'CudnnConvolutionBackward' returned nan values in its 0th output


I am training an object detection model that has two losses, one of them tends to infinity but after normalization with the below commands it was fixed :

pi_minvals = pi[..., 4].min(3, keepdim=True).values
            pj_minvals = pi[..., 4].min(3, keepdim=True).values
            pi_maxvals = pi[..., 4].max(3, keepdim=True).values
            pj_maxvals = pi[..., 4].max(3, keepdim=True).values
            pi_norm = (pi[...,4]-pi_minvals)/(pi_maxvals - pi_minvals)
            pj_norm = (pj[...,4] - pj_minvals) / (pj_maxvals - pj_minvals)
            obji = self.BCEobj(pi_norm , pj_norm)

but still during first epoch get this error :

  File "/home/hoda/lib/python3.7/site-packages/torch/tensor.py", line 245, in backward
    torch.autograd.backward(self, gradient, retain_graph, create_graph, inputs=inputs)
  File "/home/hoda/lib/python3.7/site-packages/torch/autograd/__init__.py", line 147, in backward
    allow_unreachable=True, accumulate_grad=True)  # allow_unreachable flag
RuntimeError: Function 'CudnnConvolutionBackward' returned nan values in its 0th output.
'CudnnConvolutionBackward' returned nan values in its 0th output. 

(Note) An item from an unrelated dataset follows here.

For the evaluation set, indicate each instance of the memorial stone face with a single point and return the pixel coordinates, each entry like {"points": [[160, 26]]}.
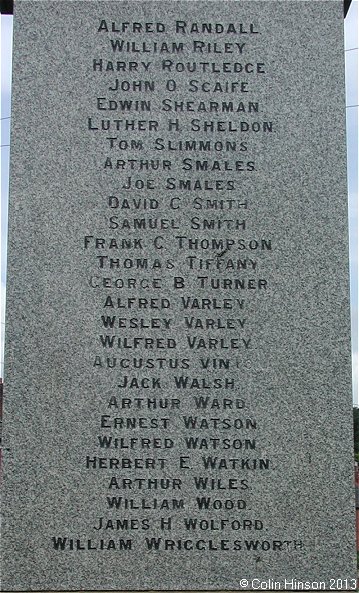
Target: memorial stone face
{"points": [[177, 392]]}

Do you have any idea how to solve it?


You can use set_detect_anaomly(True) and follow the examples in the documentation here

This should help you find which operation is creating the NaN.

thank you for your response, the mesage detect_ anomaly gives is:

one of the variables needed for gradient computation has been modified by an inplace operation: [torch.cuda.FloatTensor [75, 512, 1, 1]] is at version 3; expected version 2 instead.
Hint: the backtrace further above shows the operation that failed to compute its gradient. 
The variable in question was changed in there or anywhere later.

Do you have any idea how can I find that variable?

Hi, I never got notified of your response so apologises for the delay,

So at some place in your code you’re calling inplace=True, make sure to set that to False. If I had to guess, given by the shape of the Tensor you have a Conv2D layer somewhere in your model and you pass the output through a ReLU function? with ReLU(inplace=True)?

Go through your code and set all inplace=True to inplace=False. If you could share your model code too that’d help find the error as well!